NEW YORK, Sept. 29, 2015 /PRNewswire/ -- Researchers at Hospital for Special Surgery (HSS) have released a second set of results from the PROMISSE study showing that angiogenic biomarkers measured in maternal blood successfully predict whether or not a woman with lupus is likely to experience serious complications during pregnancy – complications that could negatively affect her health or that of her baby.
The new findings from the study, also known as "Predictors of pRegnacy Outcome: BioMarkers in antiphospholipid antibody Syndrome and System lupus Erthematosus" were published in The American Journal of Obstetrics and Gynecology.
PROMISSE showed that 20 percent of women with systemic lupus erythematosus (SLE) and/or antiphospholipid antibodies (APL) syndrome who become pregnant are at increased risk for adverse outcomes. Both conditions, by themselves and together, can lead to fetal death, miscarriages, growth-restricted babies and/or preeclampsia, a condition of severe high blood pressure and kidney problems during pregnancy. The capacity to identify, early in pregnancy, those women at risk for serious complications and those likely to have normal pregnancies will allow for more personalized care.
Doctors can more closely monitor high risk pregnancies, and they can reassure low-risk mothers that their pregnancies should progress smoothly. Doing so will reduce anxiety in parents-to-be and minimize the need for extensive medical evaluations, visits and cost associated with SLE and APL patient care during pregnancy.
In this study, researchers measured proteins made by the placenta that circulate in the mother's blood, which also regulate growth and development of the placenta, called angiogenic factors. As early as 12 -15 weeks into a pregnancy, alterations in their levels identified pregnancies associated with a high risk for serious problems. Most importantly, normal levels predicted normal pregnancies. Angiogenic factor levels are biomarkers, predictors of outcomes that, when available in routine clinical laboratories, provide guidance for management of patients allowing physicians to make realistic predictions of outcome early enough to consider interventions.
"The findings of the study allow physicians to stratify risk early in pregnancy to optimize patient care and allocation of healthcare resources.

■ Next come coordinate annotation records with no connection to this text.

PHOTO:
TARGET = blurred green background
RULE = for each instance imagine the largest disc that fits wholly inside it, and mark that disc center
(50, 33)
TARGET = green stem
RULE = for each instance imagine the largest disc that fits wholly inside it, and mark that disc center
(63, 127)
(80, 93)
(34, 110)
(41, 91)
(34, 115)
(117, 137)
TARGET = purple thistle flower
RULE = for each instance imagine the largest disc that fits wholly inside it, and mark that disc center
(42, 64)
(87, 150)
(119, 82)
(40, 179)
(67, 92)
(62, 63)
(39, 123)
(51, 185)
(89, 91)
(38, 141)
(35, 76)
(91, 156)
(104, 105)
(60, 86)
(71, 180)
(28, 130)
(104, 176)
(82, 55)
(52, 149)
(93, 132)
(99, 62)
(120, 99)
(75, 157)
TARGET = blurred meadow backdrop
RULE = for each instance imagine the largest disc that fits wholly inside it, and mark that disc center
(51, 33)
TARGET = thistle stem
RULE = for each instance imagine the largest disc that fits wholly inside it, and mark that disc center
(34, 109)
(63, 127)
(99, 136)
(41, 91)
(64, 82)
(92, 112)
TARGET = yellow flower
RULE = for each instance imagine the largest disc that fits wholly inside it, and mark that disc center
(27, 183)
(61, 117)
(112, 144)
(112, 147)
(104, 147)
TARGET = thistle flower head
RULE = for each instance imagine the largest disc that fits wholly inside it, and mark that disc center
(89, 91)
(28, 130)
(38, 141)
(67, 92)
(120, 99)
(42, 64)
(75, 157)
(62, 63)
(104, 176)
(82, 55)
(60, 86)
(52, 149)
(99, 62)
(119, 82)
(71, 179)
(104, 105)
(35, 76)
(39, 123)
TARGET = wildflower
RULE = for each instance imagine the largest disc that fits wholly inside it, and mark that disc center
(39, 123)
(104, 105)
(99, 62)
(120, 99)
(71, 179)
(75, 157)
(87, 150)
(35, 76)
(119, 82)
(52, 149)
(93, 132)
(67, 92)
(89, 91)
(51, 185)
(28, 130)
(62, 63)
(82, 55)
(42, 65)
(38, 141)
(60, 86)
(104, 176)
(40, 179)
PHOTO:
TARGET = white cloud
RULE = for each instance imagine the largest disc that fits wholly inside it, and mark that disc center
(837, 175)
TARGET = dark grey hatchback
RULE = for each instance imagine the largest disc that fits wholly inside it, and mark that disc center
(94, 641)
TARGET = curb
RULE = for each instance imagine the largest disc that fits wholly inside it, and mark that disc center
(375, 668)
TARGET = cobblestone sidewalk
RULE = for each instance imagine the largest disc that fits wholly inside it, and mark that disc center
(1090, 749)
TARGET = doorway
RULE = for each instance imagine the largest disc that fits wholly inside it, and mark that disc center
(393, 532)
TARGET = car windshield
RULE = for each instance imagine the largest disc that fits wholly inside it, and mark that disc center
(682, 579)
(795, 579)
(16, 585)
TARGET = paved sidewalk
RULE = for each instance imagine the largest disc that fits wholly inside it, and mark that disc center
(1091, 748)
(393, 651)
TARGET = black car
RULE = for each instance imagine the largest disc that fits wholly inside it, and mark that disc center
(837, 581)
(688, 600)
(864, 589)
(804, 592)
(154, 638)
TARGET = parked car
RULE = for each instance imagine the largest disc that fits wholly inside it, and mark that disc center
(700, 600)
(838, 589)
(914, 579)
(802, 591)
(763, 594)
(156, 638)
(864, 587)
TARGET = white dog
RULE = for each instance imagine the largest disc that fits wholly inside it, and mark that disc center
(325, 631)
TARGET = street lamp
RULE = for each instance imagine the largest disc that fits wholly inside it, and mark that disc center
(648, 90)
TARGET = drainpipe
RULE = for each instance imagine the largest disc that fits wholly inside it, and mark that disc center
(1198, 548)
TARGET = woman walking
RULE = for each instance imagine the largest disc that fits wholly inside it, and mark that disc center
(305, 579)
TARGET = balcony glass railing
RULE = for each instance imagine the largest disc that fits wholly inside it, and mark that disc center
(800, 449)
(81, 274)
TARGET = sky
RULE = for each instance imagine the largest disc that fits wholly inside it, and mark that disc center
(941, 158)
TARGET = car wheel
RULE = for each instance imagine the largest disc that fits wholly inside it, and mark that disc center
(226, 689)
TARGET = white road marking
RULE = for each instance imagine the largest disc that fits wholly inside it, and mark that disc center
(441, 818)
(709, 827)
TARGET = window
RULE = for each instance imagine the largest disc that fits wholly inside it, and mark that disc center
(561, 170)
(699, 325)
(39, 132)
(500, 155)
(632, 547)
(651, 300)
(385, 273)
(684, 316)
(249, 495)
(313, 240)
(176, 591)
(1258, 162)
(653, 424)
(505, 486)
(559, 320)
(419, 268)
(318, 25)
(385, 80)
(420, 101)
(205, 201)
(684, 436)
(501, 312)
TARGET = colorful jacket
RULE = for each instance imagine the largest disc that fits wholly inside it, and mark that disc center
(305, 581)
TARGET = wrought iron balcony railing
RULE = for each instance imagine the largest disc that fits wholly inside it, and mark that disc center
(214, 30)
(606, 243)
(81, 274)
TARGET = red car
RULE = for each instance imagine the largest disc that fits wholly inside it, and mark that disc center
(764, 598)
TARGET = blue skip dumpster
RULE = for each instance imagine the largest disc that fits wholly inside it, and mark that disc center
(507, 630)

If angiogenic biomarker levels remain normal, we can reassure patients that fewer than 5 out of 100 will not develop serious complications, such as preeclampsia, severe growth restriction or fetal death," said Jane E. Salmon, MD, Director of the Lupus and APS Center of Excellence and Collette Kean Research Chair at Hospital for Special Surgery and principal investigator of the PROMISSE study. "When these biomarker tests are available clinically, they will guide prenatal care in women living with lupus."
The new study revealed that only 12 percent of patients with inactive SLE and/or APL have severe adverse pregnancy outcomes, showing that most patients with these conditions go to term without difficulties. Those pregnancies defined as high risk, based on levels of angiogenic factors and clinical features, like high blood pressure and certain autoantibodies, had a 94 percent risk of preeclampsia before 34 weeks, delivery before 30 weeks or fetal death, compared to 4.6 percent with these serious complications in women with normal angiogenic factor levels and no clinical risk factors.
"The goal of our research efforts is to provide early identification of risk in expectant mothers with lupus and to develop treatments to prevent serious pregnancy complications," said Dr. Salmon. "We are halfway there, and now we are planning a trial with a drug that targets the mediators of placental injury in high risk women with SLE and APL."
Research reported in this press release was supported by the National Institute of Arthritis and Musculoskeletal and Skin Diseases of the National Institutes of Health under award number R01AR049772 and RO1AR43727 and by the Mary Kirkland Center for Lupus Research. PROMISSE is a multi-ethnic, multi-racial study, and the largest prospective study of lupus pregnancies. Between September 2003 and August 2013, PROMISSE enrolled 497 patients from eight sites in the United States and Canada. In June 2015, initial findings were released identifying clinical factors associated with poor pregnancy outcomes in women with inactive SLE and/or APL. The current study expands the work to biomarkers, further refining the capacity to risk stratify and personalize care.
About Hospital for Special Surgery
Founded in 1863, Hospital for Special Surgery (HSS) is a world leader in orthopedics, rheumatology and rehabilitation. HSS is nationally ranked No. 1 in orthopedics, No. 3 in rheumatology and No. 7 in geriatrics by U.S. News & World Report (2015-2016), and is the first hospital in New York State to receive Magnet Recognition for Excellence in Nursing Service from the American Nurses Credentialing Center three consecutive times. HSS has one of the lowest infection rates in the country. HSS is a member of the New York-Presbyterian Healthcare System and an affiliate of Weill Cornell Medical College and as such all Hospital for Special Surgery medical staff are faculty of Weill Cornell. The hospital's research division is internationally recognized as a leader in the investigation of musculoskeletal and autoimmune diseases. Hospital for Special Surgery is located in New York City and online at www.hss.edu.